If you use pocket screws make sure you get the ones designed for hardwoods and adjust your set up for thickness of wood you have. Don't be afraid to adjust the clutch on your drill driver either.


----------



## RichT (Oct 14, 2016)

Half laps aren't exactly rocket science and look great from the front. From the back side, the rails and stiles will be wrong, with the rails going full width. The solution for that is a bridle joint. Slightly more challenging, but still doable. Its advantage is that the frame looks right front and back.

Besides the M & T mentioned above, take a look at doing loose tenon joints. With a router and a 1/4" bit you can set up a jig to do the mortises pretty easily, and it's also easy to mill the tenons.

I think pocket screws look horrible on cabinet doors.


----------



## bandit571 (Jan 20, 2011)

Then…there is the Mitered Half Lap joint…..looks like a miter joint from the outside…inside it looks like a butt joint









Corner looks like a Miter joint (in Ash, BTW)









2 Door frames ready to glue up…with a raised panel….









Test fit…









Sanded, waiting on a finish..









Inside of the door….









Yep, I said 2 doors….









Installed in the bathroom, above the Throne.


----------



## AlaskaGuy (Jan 29, 2012)

I'm confused as usual. The OP says, " I'm not sure the most reliable way to join the rails and stiles". I see no indication from the OP if he means Face frames for the cabinet boxes or for making doors.


----------



## Unknowncraftsman (Jun 23, 2013)

> I m confused as usual. The OP says, " I'm not sure the most reliable way to join the rails and stiles". I see no indication from the OP if he means Face frames for the cabinet boxes or for making doors.
> 
> - AlaskaGuy


Your right In his post there's no mention of face frames.
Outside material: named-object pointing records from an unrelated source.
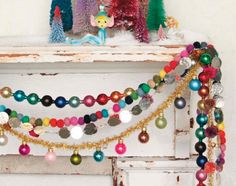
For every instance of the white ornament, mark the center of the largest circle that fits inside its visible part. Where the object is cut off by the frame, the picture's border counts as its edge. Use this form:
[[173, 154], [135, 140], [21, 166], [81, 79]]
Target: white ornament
[[76, 132]]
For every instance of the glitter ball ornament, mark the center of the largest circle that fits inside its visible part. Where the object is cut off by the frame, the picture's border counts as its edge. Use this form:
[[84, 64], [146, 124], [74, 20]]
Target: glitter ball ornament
[[24, 149]]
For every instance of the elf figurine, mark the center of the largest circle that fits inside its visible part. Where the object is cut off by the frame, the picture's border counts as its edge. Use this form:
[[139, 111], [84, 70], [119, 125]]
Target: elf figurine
[[102, 21]]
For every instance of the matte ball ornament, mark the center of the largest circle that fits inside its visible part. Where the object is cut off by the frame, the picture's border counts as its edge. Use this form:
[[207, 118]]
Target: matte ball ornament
[[3, 138], [203, 91], [19, 95], [89, 101], [24, 149], [201, 175], [202, 119], [33, 99], [60, 102], [116, 96], [47, 101], [200, 133], [201, 160], [194, 84], [206, 59], [102, 99], [75, 158], [98, 156], [143, 137], [161, 122], [74, 102], [120, 147], [200, 147], [180, 102], [6, 92], [50, 156]]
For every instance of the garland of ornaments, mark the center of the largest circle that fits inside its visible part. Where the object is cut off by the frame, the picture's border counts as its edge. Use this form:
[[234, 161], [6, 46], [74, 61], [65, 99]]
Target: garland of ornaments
[[209, 89]]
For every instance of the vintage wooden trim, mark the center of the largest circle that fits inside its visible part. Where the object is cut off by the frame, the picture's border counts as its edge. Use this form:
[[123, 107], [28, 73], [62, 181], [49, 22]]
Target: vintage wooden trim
[[15, 164], [70, 54]]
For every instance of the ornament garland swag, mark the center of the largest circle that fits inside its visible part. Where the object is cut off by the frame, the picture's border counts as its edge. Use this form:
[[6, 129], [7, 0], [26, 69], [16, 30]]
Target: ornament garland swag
[[209, 88]]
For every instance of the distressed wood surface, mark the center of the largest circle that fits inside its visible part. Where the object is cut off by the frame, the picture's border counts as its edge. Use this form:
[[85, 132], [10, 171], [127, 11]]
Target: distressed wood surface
[[15, 164], [88, 54]]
So I did some investigating and found the words faceframes in his title.
What is throwing me off is . "The most reliable way". Not sure what that means


----------



## LeeRoyMan (Feb 23, 2019)

Ye old tried and true…..


----------



## WoodenDreams (Aug 23, 2018)

The title says Building/joining faceframe using old,

I would have used the router table with matched stile & rail bits. since it's being attached to the carcuss, and not doors. The two half lap joints above looks to be very good options also.


----------



## WoodenDreams (Aug 23, 2018)

I have two of the Generals. Same as LeeRoyMan picture. That jig has been reliable for me on different projects. Dowels would work too, since it's a faceframe attaching to a carcuss.


----------



## gerrym526 (Dec 22, 2007)

Why not consider mortise and stub tenon joinery, and glue the joints? You can cut the joinery on a table saw (search for some youtube videos on the technique), and simply glue and clamp the joints. Norm Abrams made cabinet doors like this in his videos and talked about how easy it was to join the rails and stiles.

Will provide a strong, reliable joint, and has been used in cabinetry for decades.

And, your nice cabinets won't end up with lots of pocket holes that are visible every time you open the doors.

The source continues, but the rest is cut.